Class 4

Author

Simon Vandekar

Objectives:

Learn about jointly distributed random variables
Learn to use probability to think about data
Learn to construct a confidence interval and test statistic

Review of mean and expectation

Let’s find the mean and variance of a Bernoulli random variable.

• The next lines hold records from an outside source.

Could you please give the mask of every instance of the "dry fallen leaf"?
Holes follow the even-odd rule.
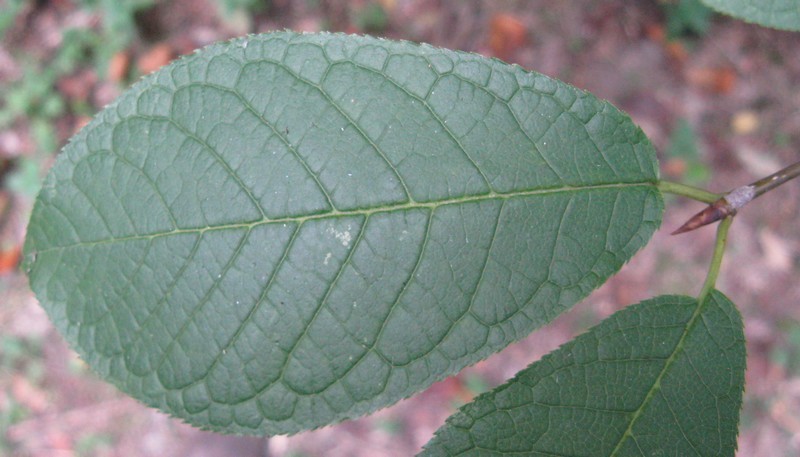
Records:
[[[689,58],[689,51],[680,41],[667,41],[664,43],[664,49],[670,58],[679,63],[686,62],[686,59]]]
[[[683,177],[684,173],[686,173],[686,168],[686,161],[681,158],[668,159],[661,167],[664,174],[672,178]]]
[[[159,43],[136,59],[136,67],[141,74],[146,75],[168,64],[173,57],[172,46],[167,43]]]
[[[730,67],[694,68],[686,75],[689,83],[718,94],[728,94],[736,86],[736,71]]]
[[[114,82],[122,82],[128,75],[131,65],[131,56],[127,51],[119,51],[111,57],[108,62],[108,79]]]
[[[4,171],[8,170],[3,164],[0,160],[0,179],[3,178]],[[17,205],[13,202],[11,193],[0,189],[0,276],[17,268],[21,255],[21,241],[17,241],[21,235],[17,236],[13,223]]]
[[[760,122],[758,115],[753,111],[739,111],[731,119],[731,129],[737,135],[747,135],[758,130]]]
[[[45,391],[22,375],[14,375],[11,378],[11,393],[16,401],[34,414],[44,412],[49,404]]]
[[[511,14],[495,14],[489,23],[489,47],[501,59],[509,59],[527,38],[527,27]]]
[[[689,57],[689,51],[682,42],[667,38],[667,31],[664,30],[663,25],[648,24],[644,28],[644,33],[648,39],[660,44],[667,55],[679,64],[685,62]]]
[[[381,4],[387,13],[397,8],[397,0],[378,0],[378,3]]]
[[[20,247],[0,249],[0,276],[14,271],[19,265]]]
[[[78,131],[86,126],[89,122],[91,122],[92,118],[89,116],[77,116],[75,118],[75,122],[72,125],[72,135],[78,133]]]
[[[661,24],[646,24],[644,27],[644,33],[647,38],[655,41],[656,43],[664,44],[664,42],[667,40],[667,32],[664,30],[664,26]]]
[[[758,241],[764,253],[764,263],[773,271],[789,272],[792,269],[793,249],[788,240],[764,229],[758,234]]]
[[[58,91],[69,100],[85,102],[89,100],[92,89],[97,84],[94,70],[81,70],[62,77],[56,83]]]

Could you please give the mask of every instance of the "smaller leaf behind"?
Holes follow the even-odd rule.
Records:
[[[422,455],[733,455],[744,371],[723,294],[653,298],[461,408]]]

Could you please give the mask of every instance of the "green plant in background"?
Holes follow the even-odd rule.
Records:
[[[367,33],[381,33],[389,26],[389,15],[380,3],[367,3],[356,11],[353,23],[358,30]]]
[[[788,373],[800,374],[800,322],[789,320],[780,328],[785,340],[770,353],[770,358]]]
[[[26,62],[19,80],[0,87],[5,94],[0,104],[0,129],[9,128],[25,119],[36,144],[36,153],[31,157],[23,157],[17,169],[8,177],[9,186],[23,195],[36,195],[41,183],[39,168],[43,160],[40,155],[58,148],[55,120],[67,111],[74,114],[89,113],[85,102],[67,102],[58,92],[56,83],[86,63],[90,50],[96,48],[98,40],[99,37],[91,30],[68,30],[64,33],[61,48],[48,65]]]
[[[253,29],[253,16],[267,11],[268,0],[216,0],[220,18],[231,30],[244,34]]]
[[[53,151],[58,139],[53,121],[70,110],[86,115],[90,108],[83,101],[67,102],[56,89],[56,83],[79,67],[93,65],[98,74],[105,74],[110,57],[130,44],[135,34],[134,13],[152,4],[152,0],[103,1],[83,0],[82,6],[102,12],[102,31],[87,28],[67,29],[61,46],[47,65],[27,62],[22,77],[3,87],[4,103],[0,106],[0,128],[26,118],[40,151]],[[24,2],[12,2],[0,17],[0,33],[4,33],[22,12]]]
[[[53,59],[46,65],[27,63],[23,76],[6,89],[5,104],[0,110],[0,125],[8,126],[20,118],[28,118],[35,124],[52,124],[53,120],[69,109],[77,114],[88,114],[82,105],[68,106],[56,89],[56,83],[81,65],[91,62],[92,50],[102,38],[88,29],[67,30],[62,45]],[[55,143],[42,143],[52,150]]]
[[[7,0],[3,10],[0,11],[0,38],[5,36],[6,31],[14,25],[14,21],[19,17],[19,13],[25,6],[25,0]]]
[[[136,15],[156,0],[79,0],[79,4],[101,16],[101,40],[94,49],[96,69],[105,75],[108,62],[137,36]]]
[[[667,17],[667,36],[705,35],[713,10],[700,0],[665,0],[662,8]]]
[[[226,17],[239,12],[261,13],[269,8],[269,4],[269,0],[217,0],[221,14]]]
[[[698,146],[697,134],[686,119],[678,119],[669,138],[666,156],[679,160],[685,170],[683,180],[693,186],[703,185],[711,178]]]
[[[138,35],[136,16],[153,7],[156,0],[80,0],[79,5],[99,15],[100,30],[71,28],[64,32],[61,46],[47,65],[25,61],[22,76],[0,86],[5,94],[0,104],[0,129],[25,119],[36,144],[36,154],[22,157],[7,178],[8,186],[23,195],[34,197],[41,183],[41,154],[59,146],[56,119],[66,112],[88,116],[92,109],[85,100],[67,101],[57,90],[58,81],[81,66],[90,65],[104,76],[111,57],[131,45]],[[264,10],[265,0],[217,0],[222,14],[236,11],[254,13]],[[24,11],[23,0],[10,0],[0,12],[0,37],[13,26]]]
[[[75,453],[80,457],[111,454],[112,443],[112,437],[109,435],[90,433],[76,440]]]
[[[65,103],[55,89],[55,81],[54,69],[41,71],[34,65],[25,65],[23,77],[5,90],[6,97],[0,107],[0,128],[7,128],[17,119],[26,117],[42,150],[57,147],[51,125],[63,114]]]
[[[795,28],[800,26],[800,22]],[[248,36],[146,77],[67,145],[24,268],[101,376],[196,426],[296,433],[550,322],[661,223],[723,219],[695,297],[630,306],[465,405],[426,455],[732,455],[745,342],[715,290],[736,210],[658,176],[630,118],[426,45]]]
[[[42,342],[33,339],[0,336],[0,373],[16,373],[33,385],[41,385],[44,377],[44,366],[41,362]],[[7,377],[9,381],[11,376]],[[0,391],[11,391],[10,386],[0,385]],[[12,395],[4,395],[0,400],[0,430],[8,430],[14,424],[28,419],[31,411]],[[13,446],[6,441],[5,434],[0,434],[0,453],[14,455]]]

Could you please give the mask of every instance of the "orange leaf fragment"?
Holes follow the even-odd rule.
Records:
[[[689,51],[680,41],[667,41],[664,43],[664,49],[667,51],[667,55],[677,62],[683,63],[689,58]]]
[[[736,72],[730,67],[699,68],[687,74],[689,82],[717,94],[728,94],[736,86]]]
[[[747,135],[758,130],[761,123],[758,120],[758,114],[753,111],[744,110],[739,111],[733,115],[731,119],[731,128],[733,133],[738,135]]]
[[[139,68],[139,72],[143,75],[152,73],[168,64],[174,54],[172,46],[167,43],[159,43],[139,56],[136,60],[136,67]]]
[[[108,62],[108,79],[114,82],[125,80],[131,66],[131,56],[127,51],[119,51]]]
[[[492,53],[508,59],[528,39],[528,28],[519,19],[508,13],[498,13],[489,23],[489,47]]]
[[[20,256],[21,249],[19,246],[0,250],[0,275],[14,271],[19,265]]]
[[[22,375],[11,378],[11,393],[15,400],[35,414],[44,412],[50,403],[45,391]]]
[[[682,177],[687,169],[686,161],[681,158],[672,158],[664,162],[663,171],[667,176]]]
[[[644,33],[652,41],[664,44],[667,40],[667,32],[661,24],[647,24],[644,27]]]

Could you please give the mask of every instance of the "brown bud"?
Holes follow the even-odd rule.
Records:
[[[736,208],[731,206],[725,197],[722,197],[714,203],[708,205],[703,211],[700,211],[692,216],[691,219],[686,221],[685,224],[681,225],[678,230],[672,232],[672,235],[691,232],[692,230],[724,219],[725,217],[733,216],[734,214],[736,214]]]

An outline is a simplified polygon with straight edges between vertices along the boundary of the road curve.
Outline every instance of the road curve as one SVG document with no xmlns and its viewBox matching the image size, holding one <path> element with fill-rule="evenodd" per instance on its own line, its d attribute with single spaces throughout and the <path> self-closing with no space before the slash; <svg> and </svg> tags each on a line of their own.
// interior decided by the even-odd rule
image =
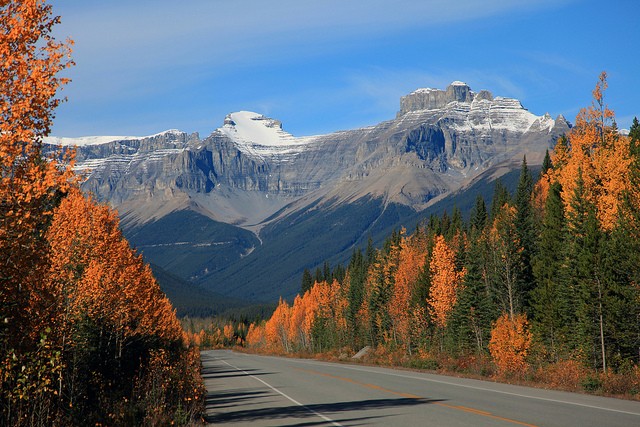
<svg viewBox="0 0 640 427">
<path fill-rule="evenodd" d="M 201 355 L 214 425 L 640 426 L 639 402 L 228 350 Z"/>
</svg>

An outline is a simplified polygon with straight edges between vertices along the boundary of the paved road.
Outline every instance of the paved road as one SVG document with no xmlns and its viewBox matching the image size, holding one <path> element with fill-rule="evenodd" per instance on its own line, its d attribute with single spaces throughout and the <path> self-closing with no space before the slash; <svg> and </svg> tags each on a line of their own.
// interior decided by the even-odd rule
<svg viewBox="0 0 640 427">
<path fill-rule="evenodd" d="M 202 364 L 215 425 L 640 426 L 618 399 L 227 350 Z"/>
</svg>

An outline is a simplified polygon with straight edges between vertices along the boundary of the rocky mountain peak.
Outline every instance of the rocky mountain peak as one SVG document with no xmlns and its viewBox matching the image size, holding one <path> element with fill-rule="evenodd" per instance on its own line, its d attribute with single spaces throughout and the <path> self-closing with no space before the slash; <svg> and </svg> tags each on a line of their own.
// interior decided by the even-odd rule
<svg viewBox="0 0 640 427">
<path fill-rule="evenodd" d="M 437 110 L 446 107 L 451 102 L 470 103 L 474 99 L 492 101 L 493 95 L 487 90 L 481 90 L 476 94 L 469 85 L 460 81 L 451 83 L 445 90 L 417 89 L 400 98 L 398 117 L 410 111 Z"/>
<path fill-rule="evenodd" d="M 473 100 L 473 92 L 471 92 L 471 88 L 466 83 L 456 81 L 447 87 L 445 99 L 449 102 L 471 102 Z"/>
<path fill-rule="evenodd" d="M 213 135 L 227 137 L 240 151 L 254 157 L 297 153 L 311 142 L 284 131 L 279 120 L 252 111 L 228 114 Z"/>
</svg>

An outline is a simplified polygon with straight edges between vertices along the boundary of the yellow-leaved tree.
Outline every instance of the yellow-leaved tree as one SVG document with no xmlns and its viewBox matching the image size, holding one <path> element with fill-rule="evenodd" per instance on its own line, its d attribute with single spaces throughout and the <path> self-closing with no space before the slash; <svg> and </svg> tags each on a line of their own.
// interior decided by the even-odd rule
<svg viewBox="0 0 640 427">
<path fill-rule="evenodd" d="M 447 324 L 449 314 L 456 304 L 458 292 L 466 270 L 456 268 L 455 252 L 445 238 L 437 235 L 434 239 L 433 253 L 429 269 L 431 287 L 429 289 L 429 312 L 434 322 L 441 328 Z"/>
<path fill-rule="evenodd" d="M 524 373 L 531 347 L 529 322 L 524 314 L 502 313 L 491 330 L 489 352 L 501 375 Z"/>
<path fill-rule="evenodd" d="M 47 157 L 71 42 L 42 0 L 0 2 L 0 424 L 47 424 L 61 370 L 48 325 L 44 231 L 71 168 Z M 40 412 L 34 408 L 41 408 Z"/>
</svg>

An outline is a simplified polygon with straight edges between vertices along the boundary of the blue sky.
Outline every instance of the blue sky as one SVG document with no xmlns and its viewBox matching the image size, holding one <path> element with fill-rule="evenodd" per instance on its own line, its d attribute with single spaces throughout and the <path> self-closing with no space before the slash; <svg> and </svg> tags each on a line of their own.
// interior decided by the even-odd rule
<svg viewBox="0 0 640 427">
<path fill-rule="evenodd" d="M 53 135 L 206 136 L 230 112 L 297 136 L 368 126 L 454 80 L 570 121 L 601 71 L 640 116 L 637 0 L 58 0 L 75 41 Z"/>
</svg>

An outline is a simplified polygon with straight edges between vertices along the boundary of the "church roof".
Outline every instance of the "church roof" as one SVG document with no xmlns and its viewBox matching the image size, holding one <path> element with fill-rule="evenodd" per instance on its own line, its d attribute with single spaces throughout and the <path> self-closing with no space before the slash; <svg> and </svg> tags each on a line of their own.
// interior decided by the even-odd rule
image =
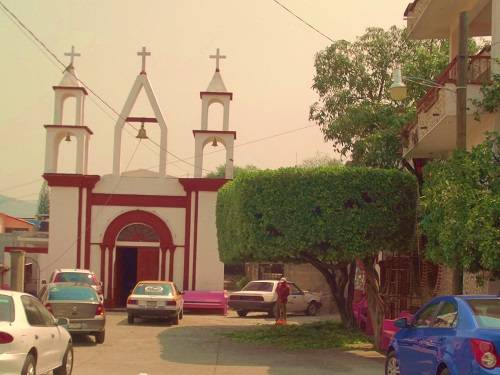
<svg viewBox="0 0 500 375">
<path fill-rule="evenodd" d="M 208 84 L 207 88 L 208 92 L 227 92 L 226 85 L 224 85 L 224 81 L 222 80 L 222 76 L 219 71 L 214 73 L 212 80 Z"/>
<path fill-rule="evenodd" d="M 59 83 L 59 87 L 82 87 L 73 65 L 68 65 L 64 70 L 64 75 Z"/>
</svg>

Jointly distributed random variables

Jointly distributed random variables describe the probability of two things occurring. In the insurance dataset, we can consider the probability of having a certain number of children living in a certain area.

Code

library(RESI) # contains insurance dataset

Registered S3 method overwritten by 'clubSandwich':
  method    from    
  bread.mlm sandwich

Code

childByRegion = table(insurance$region, insurance$children)
childByRegion = childByRegion/sum(childByRegion)
knitr::kable(round(childByRegion, 2))

	0	1	2	3	4	5
northeast	0.11	0.06	0.04	0.03	0.01	0.00
northwest	0.10	0.06	0.05	0.03	0.00	0.00
southeast	0.12	0.07	0.05	0.03	0.00	0.00
southwest	0.10	0.06	0.04	0.03	0.01	0.01

Let X be a random variable denoting number of children
- Is it categorical/continuous/ordinal?
Let Y be a random variable denoting region
- Is it categorical/continuous/ordinal?
joint distribution is a function of both variables \mathbb{P}(X=x, Y=y) = f(x,y).
Questions about regional differences and number of children can be determined from the table
What is the probability of having zero kids and living in the east?
What is the probability of having zero kids?

Marginal probabilites

Marginal probabilities are the probability of something occurring for one of the random variables, ignoring the other one.
It’s called marginal, because you just add all the probabilities in the row or column and write it in the margin.

Conditional probabilities

Conditional probabilities are to express statements dependent on something happening.
Conditional probabilities are written \mathbb{P}(X=x \mid Y=y)
- What is the probability of having three or more kids given living in the southeast? \mathbb{P}(X\ge 3 \mid Y=\text{``southeast"} )
- What is the probability of living in the Northeast if you have one child?
Conditional probability can be computed from the joint distribution \mathbb{P}(X=x\mid Y=y) = \mathbb{P}(X=x, Y=y)/\mathbb{P}(Y=y)

Code

condTab = sweep(childByRegion, 1, rowSums(childByRegion), FUN = '/')
knitr::kable(round(condTab, 2))

	0	1	2	3	4	5
northeast	0.45	0.24	0.16	0.12	0.02	0.01
northwest	0.41	0.23	0.20	0.14	0.02	0.00
southeast	0.43	0.26	0.18	0.10	0.01	0.02
southwest	0.42	0.24	0.18	0.11	0.02	0.02

Code

barplot(condTab, main='Conditional probabilities', ylab='Probability', xlab='Number of children', beside=T, col=cols[1:nrow(condTab)])
legend('topright', fill=cols[1:nrow(condTab)], legend=rownames(condTab), bty='n' )

Conditional expectations

One you have conditional probabilities, you can do all the same stuff with it that you would do with a regular random variable
For example, \mathbb{E}(X \mid Y) = \sum_{x} x f_{X\mid Y}(x \mid y)

Independence

Two random variables are independent if they factor \mathbb{P}(X=x, Y=y) = \mathbb{P}(X=x)\mathbb{P}(Y=y) for all possible values of x and y.
Intuitively, this means that fixing one variable doesn’t affect the distribution of the other.
Another way to express it is that \mathbb{P}(X=x\mid Y=y) = \mathbb{P}(X=x).
The table is pretty close to independent.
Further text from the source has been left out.